A Salem Police officer was firing at the pit bull, a spokesman says, when 38-year old Steven Deleon jumped in, apparently trying to intervene in the situation.
The Statesman-Journal reports that "officers had gone to the address to look for a wanted person. Officers Darren Buchholz and Travis Brossard were in the residence speaking with people when they were attacked by the pit bull." This means that the dog's owners were there in the room with the officers when the dog "attacked" them. Rather than let the owners deal with the dog, Officer Darren Buchholz drew his weapon in the midst of those owners and ended up shooting one of them as well as killing the dog.

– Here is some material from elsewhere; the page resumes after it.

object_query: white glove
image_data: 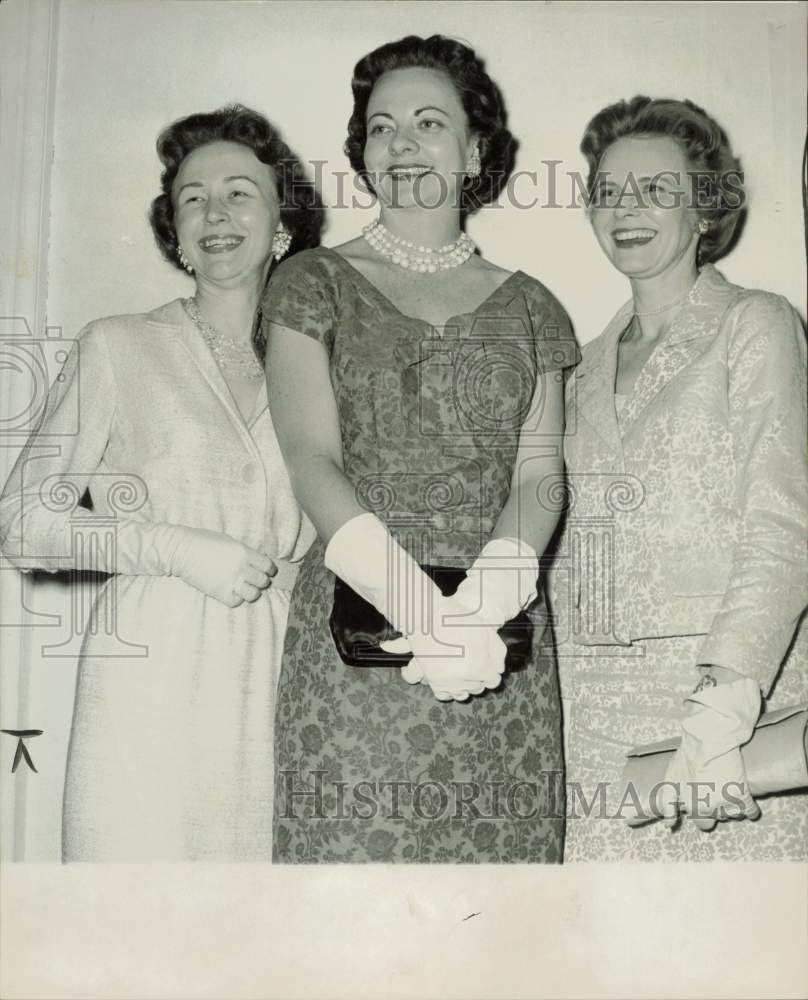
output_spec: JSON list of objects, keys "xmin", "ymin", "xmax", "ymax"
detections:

Admittedly, there's a certain survival-instinct deficit in jumping in front of a firearm that's been drawn in anger. But that's the sort of thing that people do for their loved ones. I honestly don't know if I would do that for one of my dogs, though I suspect I would. I would certainly do it for my wife or son. I'm not surprised that somebody, on the spot, tried to save his pet and took a bullet for his troubles.
Here's a thought: How long will it be before somebody, standing over the body of his cop-shot animal, really loses his temper, with headlines to follow?
Perhaps realizing that matters canine and law-enforcement-ish have slipped out of hand, the Forth Worth, Texas, police department is retraining its officers to deal with dogs in a less permanent fashion. From KHOU:
Trainer Jim Osorio asks for a show of hands in the police auditorium. "How many people here think they can handle a dog encounter without lethal force? I think all of you can," he said.
Osorio, a former cop, tells them there are dogs in about one in three households — nearly 80 million in all. He says officers shoot about 250,000 dogs a year… often needlessly.
"I'm going to train them whatever they carry can be used on an animal," Osario explained. "Clipboard, flare… whatever."
He demonstrated techniques with his own German Shepherd, Coral. She barked angrily when he raised a short baton, then calmed down, reflecting his own calm demeanor as he spoke to her.
Osario said lethal force is the last resort.
The Fort Worth training comes after police shot a Border Collie belonging to Mark and Cindy Boling. The Bolings apparently extracted the new training regimen as a condition of not suing over the video-recorded incident, which occurred when officers mistakenly arrived at their door. That video is played during the classes.